Thank you for your attention and thanks for flagging this! Sorry for the delayed reply; we were a bit busy recently :/

Best, BFCL Team

danieljannai21 commented 4 months ago

Hi @HuanzhiMao, Thank you for your answer!

HuanzhiMao commented 4 months ago

Hi @danieljannai21 ,

Good question. Let me give you an example where type matters. Let's say the function doc asks for an integer-type argument x, and the source code of that function is defined as:

def func(x: int):
    for i in range(1, 100 // x):
        print(i)

Here, if you follow the function doc and do func(5), it would work fine. But if you give func(5.0), you will get the following error:

Traceback (most recent call last):
  File "<stdin>", line 1, in <module>
  File "<stdin>", line 2, in func
TypeError: 'float' object cannot be interpreted as an integer

Since the model doesn't have access to the function source code, the model cannot safely assume that it's okay to mess up the type. Moreover, in programming languages like Java, the compiler would error if you provide a float value when the argument type is an int. It's simply invalid syntax.

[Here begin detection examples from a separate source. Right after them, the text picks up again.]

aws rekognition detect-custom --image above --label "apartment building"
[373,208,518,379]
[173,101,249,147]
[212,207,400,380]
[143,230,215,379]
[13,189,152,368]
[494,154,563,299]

Regarding your second concern: Thank you for pointing out how we format the prompt. We do observe questions starting with "How do I?" or similar in which it asks questions rather than provide tool use instruction. Here are 2 scenarios:

With the above, if a model outputs a complete explanation, it is either not a user-friendly function-calling model or it is not following prompting instructions carefully. We would love to have questions rephrased more diversely in terms of tone to simulate real-world tool usage better, but that will possibly be in our future release.

danieljannai21 commented 3 months ago

Thanks, @HuanzhiMao!

Thanks again for the wonderful work you guys are doing.